Euro Collapse Could Mean The $30,000/£20,000 Smart Car

“If Germany is ever to re-establish “real money”, German manufacturer margins would be reported in Deutschmarks, but would collapse.”

The nightmare for Germany’s premium car manufacturers is that Europe’s financial crisis kills the euro single currency zone and forces a return to its traditional currency the deutschmark, pricing their cars out of markets like the U.S. and Britain, and destroying profits.

According to a report from Bernstein Research in London, if the deutschmark was reinstated, it would be worth anything from 20 to 80 per cent more than the euro, and would wipe out profit margins for the likes of BMW, Audi, Mercedes and Porsche.

“Does anyone in New York or London fancy a (Mercedes) Smart car for $30,000 or £20,000,” said Bernstein analyst Max Warburton.

Prices for the Smart ForTwo now start at just over $13,000 in America before tax and £9,600 in Britain after tax. Imagine what this would do to sales of the new BMW 3 series, the Mercedes E class or Audi A6.

Bernstein says there are three possible outcomes to the euro debt crisis, two of which would be helpful to the Germans. The positive scenarios are the euro stumbling on and staying afloat, without much action from the European Central Bank (ECB). The second positive turn of events would be a decision to print money by the ECB. This might save the euro, but at the risk of renewed inflation. Both these scenarios point to a weakening of the euro against the dollar, which would help the Germans in export markets like the U.S.

Watch out if the euro fails and the Deutschmark returns.

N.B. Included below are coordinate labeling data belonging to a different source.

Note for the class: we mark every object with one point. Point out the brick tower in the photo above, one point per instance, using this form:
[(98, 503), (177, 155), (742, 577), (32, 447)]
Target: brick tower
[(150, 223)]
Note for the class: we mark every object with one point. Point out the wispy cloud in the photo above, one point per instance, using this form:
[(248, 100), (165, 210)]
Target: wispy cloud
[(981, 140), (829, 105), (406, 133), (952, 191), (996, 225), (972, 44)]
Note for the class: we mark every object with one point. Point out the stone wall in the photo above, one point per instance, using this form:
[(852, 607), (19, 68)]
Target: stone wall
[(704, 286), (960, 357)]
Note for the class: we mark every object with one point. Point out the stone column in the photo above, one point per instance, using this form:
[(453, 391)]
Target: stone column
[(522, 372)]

“We have seen various commentators estimate that the “correct” value of the Deutschmark is between 20 per cent and 80 per cent higher than the effective euro rate. If Germany is ever to re-establish ……… “real money”, German manufacturers’ margins would be reported in Deutschmarks, but would collapse. While they have some pricing power, they couldn’t raise prices enough in export markets to compensate,” Warburton said.

Warburton points out that even though a return to the Deutschmark would be devastating, the Germans have in fact made big efforts to diversify production around the world to cut down on foreign exchange risk. For BMW almost half of their U.S. sales are produced in the U.S., with all X3 and X5 SUVs made locally for global sale. Mini output in Britain helps there. Mercedes is at about 40 per cent, with M class and G class SUVs made in the U.S. and C-class production starting next year. VW builds in Mexico and is ramping up output at the new Tennessee plant.

And whenever a political crisis looms with a threat of disaster as one option, the outcome always seems to be the boring one rather than the apocalypse.

“If Europe muddles through, do we get a lower euro? Could we end up with a scenario that is actually quite positive for the German industry? If the Germans agree to change the ECB’s remit and agree to print money, might we see a falling Euro? Such a scenario could be rather beneficial for the Germans – a lower Euro could take export margins even higher,” Warburton said.

The German auto makers haven’t got where they are today by muddling through, but that outcome would suit them just fine.